Step 2: Populate the Solution Environment

soln <- populate_soln_env("solution_template.Rmd", pattern = "test")

# soln is a list with two elements:
# $env: the solution environment (contains .rf, .X and other solution objects)
# $test_fname: path to the extracted test script (code from test chunks)
str(soln)

Step 3: Grade a Student Submission

Suppose a student submits student01.Rmd:

result <- render_one(
  rmd_name      = "student01.Rmd",
  out_dir       = "output/",
  knit_root_dir = getwd(),
  soln_stuff    = soln
)

# The result is a one-row data frame
print(result)

The output data frame contains:

Column	Description
`fname`	Student’s filename
`time_stamp`	Timestamp of the grading run
`run_status`	`"SUCCESS"`, `"FAIL"`, or `"UNKNOWN"`
`run_time`	Total execution time (seconds)
`run_mem`	Memory usage of the environment
`lenX`, `lenfn`, …	Scalar test results defined in `autoharp.scalars`

Step 4: Summarise Results Across All Students

# Grade all students in a directory
student_files <- list.files("submissions/", pattern = "\\.Rmd$", full.names = TRUE)

results_list <- lapply(student_files, function(f) {
  render_one(rmd_name = f, out_dir = "output/", knit_root_dir = getwd(),
             soln_stuff = soln)
})

all_results <- do.call(rbind, results_list)

# Print a summary from the log file
log_summary("output/render_one.log")

Checking Code Style

autoharp integrates with the lintr package to count style violations:

# Count lint violations in a single script
lint_count <- count_lints_one("student01.R")

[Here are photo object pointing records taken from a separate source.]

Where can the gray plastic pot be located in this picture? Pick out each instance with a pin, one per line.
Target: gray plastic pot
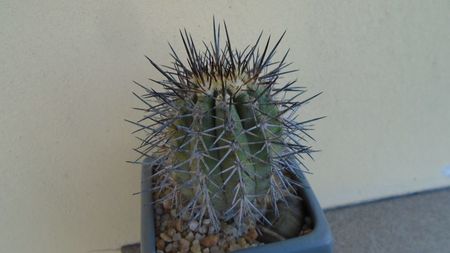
(319, 240)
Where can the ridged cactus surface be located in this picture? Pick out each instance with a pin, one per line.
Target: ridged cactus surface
(224, 131)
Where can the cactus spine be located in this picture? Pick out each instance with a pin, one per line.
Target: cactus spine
(225, 137)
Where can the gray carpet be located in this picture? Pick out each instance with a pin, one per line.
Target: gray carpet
(418, 223)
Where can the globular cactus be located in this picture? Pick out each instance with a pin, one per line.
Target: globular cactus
(223, 132)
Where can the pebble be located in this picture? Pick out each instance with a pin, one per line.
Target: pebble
(209, 241)
(171, 232)
(233, 246)
(176, 237)
(203, 229)
(169, 247)
(160, 244)
(243, 243)
(190, 236)
(178, 225)
(193, 225)
(195, 248)
(184, 245)
(165, 237)
(199, 236)
(216, 249)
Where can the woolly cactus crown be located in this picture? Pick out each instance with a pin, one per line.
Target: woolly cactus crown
(224, 132)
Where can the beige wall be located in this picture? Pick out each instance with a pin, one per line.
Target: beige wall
(65, 75)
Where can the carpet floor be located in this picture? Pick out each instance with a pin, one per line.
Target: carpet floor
(418, 223)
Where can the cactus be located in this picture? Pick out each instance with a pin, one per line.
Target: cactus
(224, 131)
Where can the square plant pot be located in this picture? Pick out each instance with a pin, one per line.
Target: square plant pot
(319, 240)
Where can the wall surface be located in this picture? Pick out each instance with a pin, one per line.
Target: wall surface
(65, 75)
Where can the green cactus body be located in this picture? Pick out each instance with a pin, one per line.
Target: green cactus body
(224, 139)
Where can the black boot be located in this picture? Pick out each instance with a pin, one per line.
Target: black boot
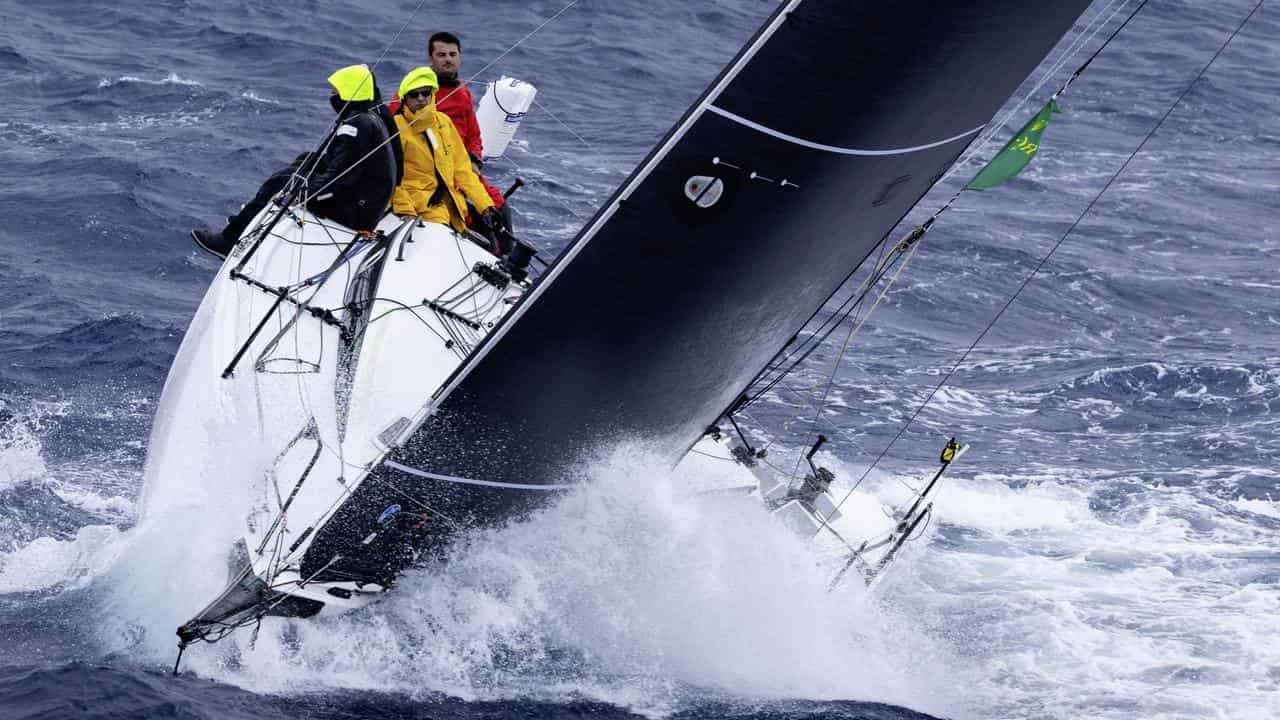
(214, 242)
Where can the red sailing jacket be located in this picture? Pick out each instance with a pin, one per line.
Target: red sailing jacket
(460, 106)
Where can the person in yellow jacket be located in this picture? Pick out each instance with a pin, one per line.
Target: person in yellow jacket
(433, 155)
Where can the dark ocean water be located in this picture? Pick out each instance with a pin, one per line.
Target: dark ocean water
(1109, 548)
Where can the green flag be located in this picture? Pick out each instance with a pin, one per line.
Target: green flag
(1018, 153)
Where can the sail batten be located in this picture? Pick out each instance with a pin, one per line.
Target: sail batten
(809, 144)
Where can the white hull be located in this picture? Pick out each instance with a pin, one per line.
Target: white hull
(296, 423)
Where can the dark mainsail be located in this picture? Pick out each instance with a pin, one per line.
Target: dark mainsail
(823, 132)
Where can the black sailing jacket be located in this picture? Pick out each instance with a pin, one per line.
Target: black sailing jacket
(353, 181)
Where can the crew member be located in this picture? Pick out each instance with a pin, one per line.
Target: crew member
(455, 100)
(352, 178)
(438, 176)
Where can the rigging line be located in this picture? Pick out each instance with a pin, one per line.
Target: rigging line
(332, 135)
(1101, 48)
(1086, 35)
(1083, 39)
(849, 338)
(840, 311)
(394, 135)
(835, 320)
(822, 332)
(1080, 41)
(457, 244)
(1050, 254)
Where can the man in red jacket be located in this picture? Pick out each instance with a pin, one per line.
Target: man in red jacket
(455, 100)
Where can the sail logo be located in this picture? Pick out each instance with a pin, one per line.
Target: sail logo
(704, 191)
(1024, 145)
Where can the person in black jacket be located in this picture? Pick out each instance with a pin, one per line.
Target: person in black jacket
(348, 182)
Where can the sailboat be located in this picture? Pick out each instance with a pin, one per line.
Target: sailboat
(391, 392)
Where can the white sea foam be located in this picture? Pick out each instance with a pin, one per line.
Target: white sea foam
(172, 78)
(632, 591)
(1077, 615)
(48, 563)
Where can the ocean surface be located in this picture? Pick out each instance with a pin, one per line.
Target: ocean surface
(1110, 546)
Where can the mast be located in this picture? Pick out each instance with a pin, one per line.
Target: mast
(812, 145)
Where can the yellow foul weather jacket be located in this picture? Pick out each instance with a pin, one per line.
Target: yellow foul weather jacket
(432, 144)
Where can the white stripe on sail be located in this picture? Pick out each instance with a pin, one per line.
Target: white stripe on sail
(803, 142)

# Count across all submissions
all_lints <- count_lints_all(
  file_names = list.files("submissions/", pattern = "\\.R$", full.names = TRUE)
)
print(all_lints)

You can run lint checks separately from the main grading pipeline using these functions.

Checking Rmd Structure

For R Markdown submissions, verify that the file is a valid Rmd:

# Check that the submitted file is a valid Rmd
# Returns TRUE if file has .Rmd extension, YAML header, and R chunks
rmd_check <- check_rmd(fname = "student01.Rmd")
print(rmd_check)

Interactive Grading with Shiny Apps

For large classes, the Grading App provides a browser-based interface that wraps the entire workflow:

# Launch the full grading GUI
shiny::runApp(system.file("shiny/grading_app", package = "autoharp"))

The Grading App has five tabs:

Session: start/resume a grading session.
Object Testing: auto-generate and run correctness tests.
Template: generate a solution template from a script.
Autoharp: run render_one() for all submissions with progress tracking.
Plots: review student plots side-by-side with the solution.

See the Shiny Apps Guide for full details.